A Schumacher sisal grasscloth covers the walls in the moody office, where another vintage tapestry, this one by Les Ateliers Taggart from 1975, hangs over the Mondo Collection sofa and 1950s Frank Lloyd Wright Taliesin cocktail table. The space also features a Poul Henningsen floor lamp; vintage director’s chair at the built-in desk; vintage Eames Lounge Chair; and a side table by Jamie Young Co.
To contrast the rift-sawn, white-oak cabinetry, Baird chose a gray-stone countertop with Ann Sacks tiled walls and terrazzo flooring in this bathroom. The sconce is by Kelly Wearstler.

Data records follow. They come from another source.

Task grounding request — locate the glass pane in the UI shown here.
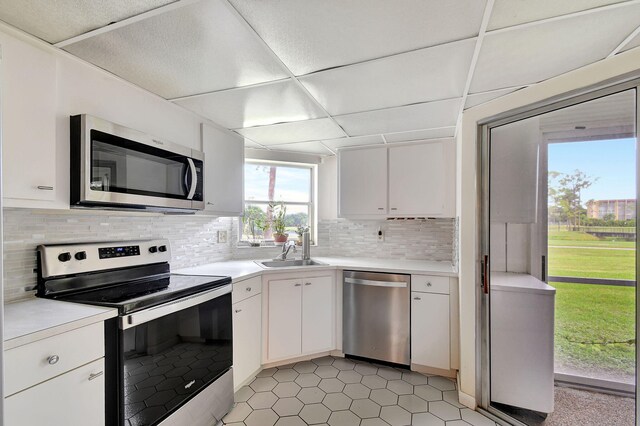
[244,163,311,203]
[91,133,190,198]
[241,203,310,242]
[489,90,637,424]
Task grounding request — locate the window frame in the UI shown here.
[238,158,318,247]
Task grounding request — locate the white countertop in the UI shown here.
[4,299,118,350]
[172,256,457,281]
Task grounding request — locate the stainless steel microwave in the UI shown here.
[70,114,204,212]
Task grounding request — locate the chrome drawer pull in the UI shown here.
[89,371,104,380]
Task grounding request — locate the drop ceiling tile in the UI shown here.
[464,87,521,109]
[0,0,175,43]
[487,0,626,31]
[470,3,640,93]
[230,0,486,75]
[64,0,287,98]
[269,141,333,155]
[175,79,326,129]
[322,135,384,150]
[300,39,476,115]
[384,127,456,143]
[622,34,640,52]
[334,99,461,136]
[236,118,344,145]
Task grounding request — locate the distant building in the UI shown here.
[587,199,636,220]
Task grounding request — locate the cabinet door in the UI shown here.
[302,277,335,353]
[389,142,453,216]
[4,358,105,426]
[411,292,451,370]
[202,124,244,216]
[338,147,387,217]
[267,279,302,360]
[233,294,262,387]
[0,33,56,202]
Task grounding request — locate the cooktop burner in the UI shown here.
[55,274,231,314]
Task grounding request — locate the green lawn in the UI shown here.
[548,229,636,374]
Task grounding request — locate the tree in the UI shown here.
[549,170,598,230]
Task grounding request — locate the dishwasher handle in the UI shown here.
[344,277,409,288]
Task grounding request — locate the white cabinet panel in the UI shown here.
[202,124,244,216]
[4,358,105,426]
[302,277,335,353]
[233,294,262,387]
[389,142,447,216]
[338,147,387,217]
[0,33,57,202]
[411,292,450,370]
[268,279,302,359]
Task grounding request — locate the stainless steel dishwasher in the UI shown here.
[342,271,411,365]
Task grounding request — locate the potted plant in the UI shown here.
[272,203,289,243]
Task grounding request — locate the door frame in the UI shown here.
[476,76,640,426]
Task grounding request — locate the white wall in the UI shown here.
[457,48,640,407]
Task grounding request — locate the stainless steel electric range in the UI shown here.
[37,240,233,426]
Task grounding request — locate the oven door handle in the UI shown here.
[120,284,232,330]
[184,158,198,200]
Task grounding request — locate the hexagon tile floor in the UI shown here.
[223,357,496,426]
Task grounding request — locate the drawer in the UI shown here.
[411,275,449,294]
[4,322,104,396]
[231,276,262,303]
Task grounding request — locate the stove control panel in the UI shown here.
[98,246,140,259]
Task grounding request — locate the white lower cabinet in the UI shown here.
[4,358,105,426]
[411,275,457,370]
[266,275,335,361]
[233,294,262,388]
[4,322,105,426]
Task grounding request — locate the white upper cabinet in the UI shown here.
[338,147,387,217]
[202,124,244,216]
[389,141,455,217]
[0,32,58,203]
[338,139,455,218]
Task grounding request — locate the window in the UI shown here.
[240,160,316,246]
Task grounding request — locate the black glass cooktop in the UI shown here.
[56,274,231,314]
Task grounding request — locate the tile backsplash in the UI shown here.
[4,209,235,302]
[4,209,457,302]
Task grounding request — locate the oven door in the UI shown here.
[71,115,204,210]
[119,285,233,425]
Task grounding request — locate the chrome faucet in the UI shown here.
[273,241,296,260]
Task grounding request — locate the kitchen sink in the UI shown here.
[256,259,326,268]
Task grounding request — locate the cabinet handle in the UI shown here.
[89,371,104,380]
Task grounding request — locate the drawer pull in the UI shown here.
[89,371,104,380]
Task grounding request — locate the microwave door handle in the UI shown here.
[184,158,198,200]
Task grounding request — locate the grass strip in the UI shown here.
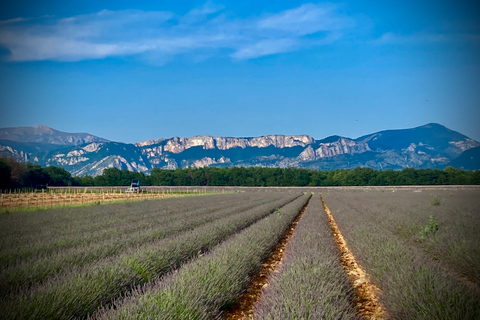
[0,192,282,295]
[0,194,246,252]
[96,195,310,320]
[253,196,358,320]
[0,194,300,319]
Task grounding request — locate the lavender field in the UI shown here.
[0,187,480,319]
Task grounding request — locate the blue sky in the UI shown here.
[0,0,480,142]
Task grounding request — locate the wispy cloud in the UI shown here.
[0,2,355,61]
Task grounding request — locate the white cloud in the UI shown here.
[232,39,298,59]
[0,2,354,61]
[258,3,353,35]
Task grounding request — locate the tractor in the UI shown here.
[125,180,141,193]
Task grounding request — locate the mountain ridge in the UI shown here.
[0,123,480,175]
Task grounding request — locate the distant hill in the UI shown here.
[0,124,108,146]
[0,123,480,175]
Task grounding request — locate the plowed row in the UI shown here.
[0,188,480,320]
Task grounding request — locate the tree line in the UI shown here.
[0,158,480,190]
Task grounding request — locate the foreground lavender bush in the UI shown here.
[254,196,357,320]
[323,190,480,320]
[0,193,300,319]
[96,195,309,320]
[0,195,280,294]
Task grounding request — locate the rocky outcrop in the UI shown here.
[315,137,371,158]
[0,125,108,146]
[0,124,480,175]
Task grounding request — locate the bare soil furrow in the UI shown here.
[322,197,386,320]
[224,194,310,320]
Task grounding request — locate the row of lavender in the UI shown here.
[323,189,480,320]
[0,192,300,319]
[94,195,309,320]
[0,192,278,292]
[254,196,357,320]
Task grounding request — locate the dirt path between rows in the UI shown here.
[223,195,313,320]
[321,197,386,320]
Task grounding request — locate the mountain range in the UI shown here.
[0,123,480,176]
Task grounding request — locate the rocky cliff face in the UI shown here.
[0,125,108,146]
[0,124,480,175]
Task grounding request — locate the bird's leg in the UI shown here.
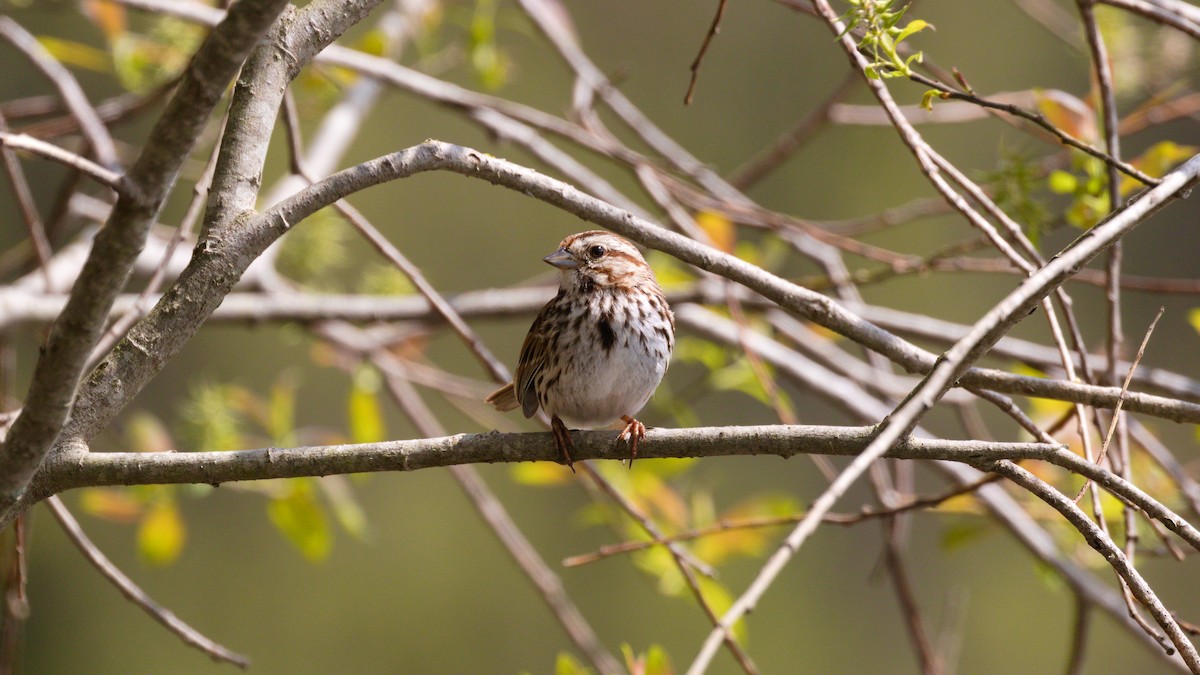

Hutker Architects expanded the main house, originally built in 1952, to allow more sunlight and views of the natural site to penetrate the interior and added a separate warming hut overlooking the property’s new pickleball courts by landscape designer Horiuchi Solien. The project’s general contractor was Sea-Dar Construction.
The cozy primary bedroom is wrapped in a fawn-colored sisal grasscloth by Scalamandré with a silk mohair rug from Exquisite Rugs underfoot. From the custom bed, upholstered in a mohair by Pierre Frey, or the Flemming Lassen sheepskin armchair from Audo, the homeowners can admire nature through the room’s large picture window. A vintage 1970s table lamp and stool complement the Japanese obi atop the bed.

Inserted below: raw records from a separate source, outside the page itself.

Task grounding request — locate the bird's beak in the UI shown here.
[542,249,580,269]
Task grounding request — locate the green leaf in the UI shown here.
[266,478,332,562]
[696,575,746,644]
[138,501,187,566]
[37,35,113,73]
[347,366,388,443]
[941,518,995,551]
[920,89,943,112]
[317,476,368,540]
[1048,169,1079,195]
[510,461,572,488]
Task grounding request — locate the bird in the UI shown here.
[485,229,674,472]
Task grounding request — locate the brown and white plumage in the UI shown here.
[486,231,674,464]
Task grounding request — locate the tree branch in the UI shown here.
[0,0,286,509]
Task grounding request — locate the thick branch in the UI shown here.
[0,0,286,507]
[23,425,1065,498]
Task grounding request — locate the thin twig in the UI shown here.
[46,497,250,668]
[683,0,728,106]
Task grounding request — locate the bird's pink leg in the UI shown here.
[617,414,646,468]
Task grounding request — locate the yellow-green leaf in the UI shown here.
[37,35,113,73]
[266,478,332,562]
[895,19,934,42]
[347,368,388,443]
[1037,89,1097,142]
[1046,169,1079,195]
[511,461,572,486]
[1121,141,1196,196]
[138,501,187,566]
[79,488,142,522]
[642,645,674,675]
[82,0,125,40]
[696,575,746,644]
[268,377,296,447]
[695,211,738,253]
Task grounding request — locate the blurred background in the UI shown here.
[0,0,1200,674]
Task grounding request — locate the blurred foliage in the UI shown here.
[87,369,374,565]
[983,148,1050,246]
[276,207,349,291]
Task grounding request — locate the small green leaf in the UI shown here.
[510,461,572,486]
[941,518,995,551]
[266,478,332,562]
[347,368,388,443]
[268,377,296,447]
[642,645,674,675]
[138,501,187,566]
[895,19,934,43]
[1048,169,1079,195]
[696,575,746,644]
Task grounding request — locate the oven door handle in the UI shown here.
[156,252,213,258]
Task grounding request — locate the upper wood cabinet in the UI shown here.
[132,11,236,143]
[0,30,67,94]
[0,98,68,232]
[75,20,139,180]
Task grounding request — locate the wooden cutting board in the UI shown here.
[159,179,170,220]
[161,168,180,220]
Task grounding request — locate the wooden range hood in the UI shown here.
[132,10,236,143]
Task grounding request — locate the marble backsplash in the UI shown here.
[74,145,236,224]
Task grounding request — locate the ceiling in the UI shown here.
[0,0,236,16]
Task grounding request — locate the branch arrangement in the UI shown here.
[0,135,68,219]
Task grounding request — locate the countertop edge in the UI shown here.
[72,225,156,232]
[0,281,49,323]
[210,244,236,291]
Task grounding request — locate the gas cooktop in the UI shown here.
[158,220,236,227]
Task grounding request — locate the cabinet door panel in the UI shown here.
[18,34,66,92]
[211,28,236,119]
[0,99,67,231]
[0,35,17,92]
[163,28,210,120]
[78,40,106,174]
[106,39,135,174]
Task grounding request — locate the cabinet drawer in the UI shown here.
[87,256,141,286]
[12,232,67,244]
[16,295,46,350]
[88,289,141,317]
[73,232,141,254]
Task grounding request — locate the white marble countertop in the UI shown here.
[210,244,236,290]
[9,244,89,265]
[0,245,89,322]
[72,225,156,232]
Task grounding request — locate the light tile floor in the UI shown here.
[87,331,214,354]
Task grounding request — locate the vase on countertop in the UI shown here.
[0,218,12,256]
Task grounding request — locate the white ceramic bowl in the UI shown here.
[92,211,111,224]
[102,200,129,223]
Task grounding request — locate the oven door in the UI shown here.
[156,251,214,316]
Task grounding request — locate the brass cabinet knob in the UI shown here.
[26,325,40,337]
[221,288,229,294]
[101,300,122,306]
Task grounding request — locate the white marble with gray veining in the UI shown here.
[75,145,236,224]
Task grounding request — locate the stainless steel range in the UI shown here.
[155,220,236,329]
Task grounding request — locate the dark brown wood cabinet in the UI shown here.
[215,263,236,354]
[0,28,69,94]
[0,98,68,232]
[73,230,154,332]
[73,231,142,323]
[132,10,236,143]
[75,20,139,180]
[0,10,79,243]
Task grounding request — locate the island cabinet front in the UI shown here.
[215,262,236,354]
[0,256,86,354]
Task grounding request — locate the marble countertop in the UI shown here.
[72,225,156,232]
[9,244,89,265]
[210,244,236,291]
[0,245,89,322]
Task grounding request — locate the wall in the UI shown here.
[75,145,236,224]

BluBlk created floating mirrors over the primary bathroom’s Calacutta Viola marble and white-oak double vanity. The sconces are by Kelly Wearstler and the vase and stool are vintage.
In a main house bathroom, a pink-veined marble from Cumar tops the custom fluted vanity by Herrick & White with Rocky Mountain Hardware pulls. Decorative painter Iris Lee Marcus finished the plaster walls. The sconces are by Hudson Valley Lighting Group; faucet and taps throughout are from Kallista.
At more than 2,500 square feet, the warming hut features a large gathering room with retractable glass doors that can fully open it to nature, as well as additional bedrooms for guests.
The warming hut living room is designed for large gatherings around the custom fireplace, made of leathered Petit Granit and vertical-slatted, rift-sawn white oak. Seating options include a curved suede-and-shearling sofa and ottoman by Eleanor Rigby and a pair of Bernhardt armchairs upholstered in a chevron-patterned fabric by Clarence House.
A variety of Clé stone tiles create a multicolor wall pattern in a warming hut bathroom, where the countertop is teakwood honed sandstone from Cumar. Karin Scholz-Schäfer made the ceramic vase.